- Whether I can Edit (Removing Hisses, Distrtions,cleaning, removing unwanted noises etc.) those with AUDACITY at this point?
If the recording is very-bad, there’s not much you can do and often "the cure is worse than the disease". Pros still record in soundproof studios with good equipment (and good talent). On-location movie-dialog is re-recorded in the studio… Even pro audio software cannot take a poor recording and make it as good as a pro studio-recording.
[u]Noise Removal[/u] can work very well if you have a constant low-level background hiss. In other words, it works best when you don’t really need it. It’s almost always worth a try, and if you get artifacts (side effects) that are more annoying than the noise, you don’t have to use it.
Of course, you can “manually” mute, lower the level, or edit-out any sound you want. But, you can’t generally separate or “un-mix” sounds. So, if there’s a dog barking while someone is talking or singing, you won’t be able to remove the barking without also killing the singing/talking. Or, if there’s a noise in the left channel you can mute the left channel, and you can even copy the right-channel signal to the left for that period of time… That stuff depends on how much time you want to spend.

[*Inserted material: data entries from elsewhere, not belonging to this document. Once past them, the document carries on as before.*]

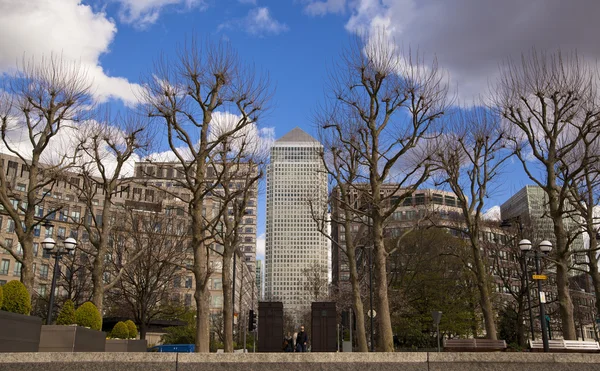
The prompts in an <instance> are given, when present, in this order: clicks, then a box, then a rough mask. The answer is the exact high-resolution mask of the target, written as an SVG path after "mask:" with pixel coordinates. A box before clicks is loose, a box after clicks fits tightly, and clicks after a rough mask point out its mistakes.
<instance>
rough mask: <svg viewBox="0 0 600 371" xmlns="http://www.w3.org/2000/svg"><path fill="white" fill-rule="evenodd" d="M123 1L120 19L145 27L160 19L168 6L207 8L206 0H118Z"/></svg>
mask: <svg viewBox="0 0 600 371" xmlns="http://www.w3.org/2000/svg"><path fill="white" fill-rule="evenodd" d="M116 1H118V2H119V3H121V12H120V13H119V19H120V20H121V22H124V23H129V24H132V25H134V26H136V27H138V28H145V27H147V26H149V25H151V24H153V23H154V22H156V21H157V20H158V17H159V16H160V13H161V12H162V11H163V10H164V9H165V8H167V7H179V9H181V7H182V6H183V8H184V9H185V10H189V9H192V8H199V9H201V10H204V9H206V7H207V5H206V3H205V2H204V0H116Z"/></svg>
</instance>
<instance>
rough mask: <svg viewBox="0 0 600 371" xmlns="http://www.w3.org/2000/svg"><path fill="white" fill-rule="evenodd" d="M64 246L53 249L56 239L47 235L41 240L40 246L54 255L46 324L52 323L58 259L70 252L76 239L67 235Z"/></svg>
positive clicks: (76, 245) (54, 244) (47, 324)
mask: <svg viewBox="0 0 600 371" xmlns="http://www.w3.org/2000/svg"><path fill="white" fill-rule="evenodd" d="M63 245H64V248H63V249H60V248H59V249H57V250H56V251H53V250H54V246H56V241H54V239H52V238H51V237H47V238H45V239H44V241H42V247H43V248H44V250H46V253H47V254H48V255H53V256H54V271H53V272H52V288H51V291H50V302H49V303H48V316H47V317H46V324H47V325H50V324H51V323H52V309H53V308H54V291H55V290H56V280H57V278H58V270H59V269H60V268H59V266H58V261H59V260H60V259H61V258H62V256H63V255H67V254H71V253H72V252H73V250H75V246H77V241H75V239H74V238H72V237H69V238H67V239H66V240H65V241H64V242H63Z"/></svg>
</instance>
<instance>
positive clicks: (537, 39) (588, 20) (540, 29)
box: [347, 0, 600, 98]
mask: <svg viewBox="0 0 600 371" xmlns="http://www.w3.org/2000/svg"><path fill="white" fill-rule="evenodd" d="M352 4H353V5H352V6H353V10H352V16H351V18H350V20H349V21H348V26H347V27H348V28H349V29H351V30H352V31H357V30H360V29H369V28H372V27H373V26H374V25H376V24H378V25H381V24H386V25H387V27H389V30H390V32H391V34H392V35H393V36H394V38H395V39H396V42H397V43H398V44H402V45H403V46H404V47H407V46H411V47H412V48H413V49H414V48H419V50H420V51H422V52H424V53H426V55H427V56H429V57H431V56H433V55H436V56H437V57H438V60H439V63H440V66H442V67H443V68H445V69H447V70H448V71H449V72H450V75H451V77H452V81H453V83H455V84H458V89H459V91H460V95H461V97H463V98H465V97H467V96H473V95H476V94H478V93H486V92H487V90H488V81H490V80H491V81H493V80H494V79H495V76H496V74H497V71H498V65H499V64H500V63H501V62H502V61H503V60H505V59H506V58H507V57H517V58H518V57H519V55H520V54H521V53H522V52H527V51H529V50H530V49H531V48H532V47H535V48H536V49H539V50H556V49H558V48H560V49H562V50H563V51H567V50H568V51H571V50H575V49H576V50H577V51H578V52H579V53H581V54H582V55H584V56H585V57H586V59H589V60H592V61H595V60H596V59H597V58H598V57H600V44H599V43H598V41H597V37H598V36H597V35H598V34H600V22H597V15H598V14H599V13H600V2H599V1H593V0H580V1H576V2H567V1H561V0H527V1H522V0H503V1H493V0H454V1H448V0H431V1H427V2H424V1H420V0H419V1H418V0H359V1H357V2H355V3H352Z"/></svg>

Sometimes the Equalizer or a filter (high-pass, low-pass, or notch) can help to to remove/reduce noises at a particular frequency/pitch. But of course, this usually also affects the good sounds that you want to keep. Usually, the best approach is just to “play around” with the equalizer to see if reducing a particular frequency-range helps. Once you’ve “zoomed in” on a particular frequency range, you can try a regular filter for a more-drastic effect.
A high-pass filter let’s frequencies above the cut-off frequency through and reduces lower frequencies. A low-pass filter leaves the low frequencies unaffected, and reduces high frequencies. A notch filter knocks-down a narrow range of frequencies. For example, if you have 50 or 60Hz power-line hum, a 50/60Hz notch filter will kill it without affecting higher or lower tones.
Distiortion is generally impossible to remove. Audacity does have a Clip Fix tool (effect) that attemps to correct distortion cause by clipping (“overload” distortion).
- Can I do so during or at the time of Burning DVD’s?
It depends on what software you are using. Most video editors have some limited audio editing capability. But, it’s common (especially for professionals) to use separate audio editing software. As long as you don’t do anything to affect the timing/sync (like cut-out a section of audio) this usually works fine. All video editors (and most DVD authoring applications) allow you to import a new/different/edited audio track.